Begitu pula Rachel dan Igor, juga semua pasukan penyihir yang mengikuti mereka. Itu sihir ringan dengan skala fantastis.
Tiba-tiba, belum sempat mereka meninggalkan kerajaan, satu per satu api hitam muncul di atap-atap rumah, berkobar sesaat sebelum menghilang. Jumlahnya puluhan.
Hal itu membuat Dimitri dan kawanannya kaget, mereka menatap tajam pada sosok-sosok berjubah gelap dengan tudung yang menutupi wajah mereka.
Sosok-sosok itu tetap diam hingga sebuah api paling besar meledak tepat di depan istana, gelombangnya menggoyahkan mental pasukan Dimitri.
Itu Fyodor. Fyodor Efgen. Pemimpin Holy Mount.
Pasukan Dimitri disergap oleh organisasi bejat itu.
Namun bukannya ketakutan, Dimitri malah menyeringai senang. Ini berarti mereka tidak perlu melakukan perjalanan jauh hanya untuk m3nemukan Holy Mount.
Baru saja Dimitri maju satu langkah hendak memulai pertarungan, salah satu anggota Holy Mount dengan tanda merah di jubah hitamnya maju. Ia adalah jenderal pasukan Fyodor.
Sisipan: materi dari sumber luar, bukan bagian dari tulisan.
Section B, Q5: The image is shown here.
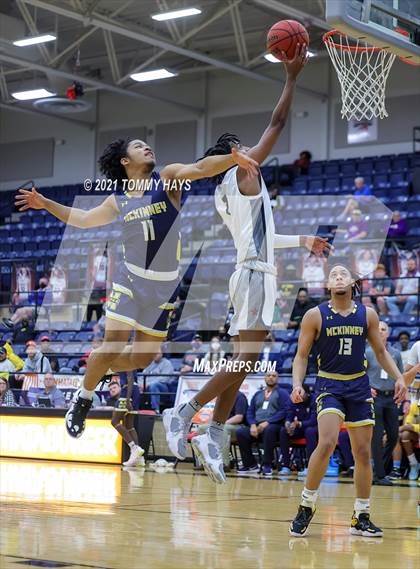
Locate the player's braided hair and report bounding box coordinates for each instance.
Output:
[200,132,241,186]
[98,138,132,185]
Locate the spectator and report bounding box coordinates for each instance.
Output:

“Berhenti, Tuan Dimitri. Kau tidak harus melawan kami.”
Pemuda itu mengernyit heran dengan seruan sosok berjubah dua puluh langkah di depannya. Suaranya lantang, namun masih dengan intonasi sopan. Penuh hormat.
“Apa yang kau maksudkan dengan kalimatmu itu? Tidak perlu melawan kalian? Aku hendak mengembalikan kedamaian dunia sihir, dan kalian adalah hama yang harus kubasmi!”
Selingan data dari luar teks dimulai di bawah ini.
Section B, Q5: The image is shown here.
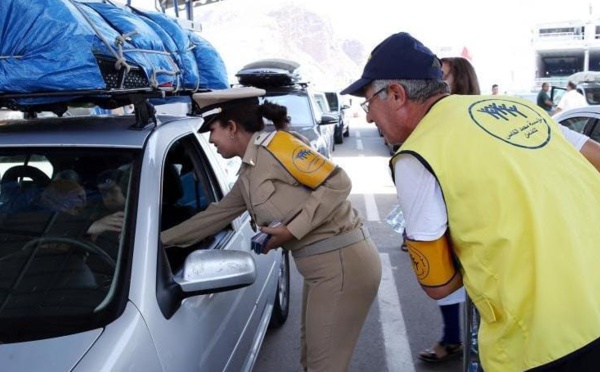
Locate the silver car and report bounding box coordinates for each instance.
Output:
[552,105,600,141]
[0,115,289,372]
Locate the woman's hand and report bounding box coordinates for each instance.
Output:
[260,225,294,254]
[87,211,125,236]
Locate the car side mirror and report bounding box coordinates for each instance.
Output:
[172,248,256,297]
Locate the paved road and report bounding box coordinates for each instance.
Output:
[254,119,462,372]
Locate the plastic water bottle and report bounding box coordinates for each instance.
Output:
[385,205,405,234]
Fyodor terdengar menahan tawa mendengar emosi Dimitri, tapi tidak menyela pembicaraan bawahannya.
“Kami punya penawaran untukmu?”
“Penawaran?”
Sosok itu tersenyum tipis.
“Iya, tuan kami, Fyodor, akan memberikan keabadian dan kekuatan tiada tara jika kau bersedia bergabung dengan Holy Mount. Holy Mount tidak ingin berkonflik dengan penyihir hebat sepertimu, kau akan menjadi kekuatan hebat bagi Holy Mount untuk mencapai tujuan kami membenahi tatanan dunia.”
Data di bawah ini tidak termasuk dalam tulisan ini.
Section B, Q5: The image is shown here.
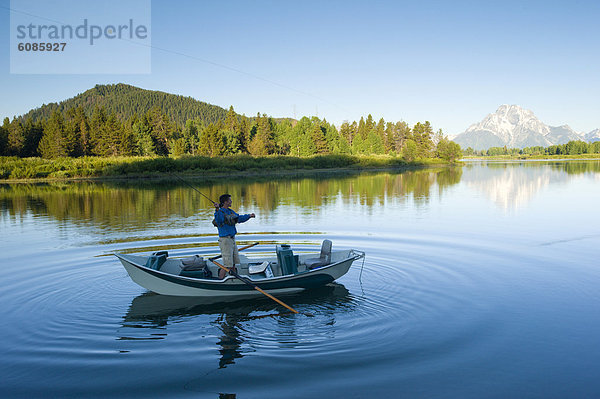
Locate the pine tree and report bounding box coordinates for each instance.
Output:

Rachel hendak maju dan berteriak, ia mulai muak dengan omong kosong jenderal Holy Mount.
Igor sigap menahan gerakannya, menggeleng diam saat gadis itu menatap protes. Biarkan Dimitri mengurusnya. Maksud pria itu.
“Membenahi tatanan dunia katamu? Memang apa yang salah dengan dunia kita sampai-sampai kalian melakukan segala kekacauan ini?”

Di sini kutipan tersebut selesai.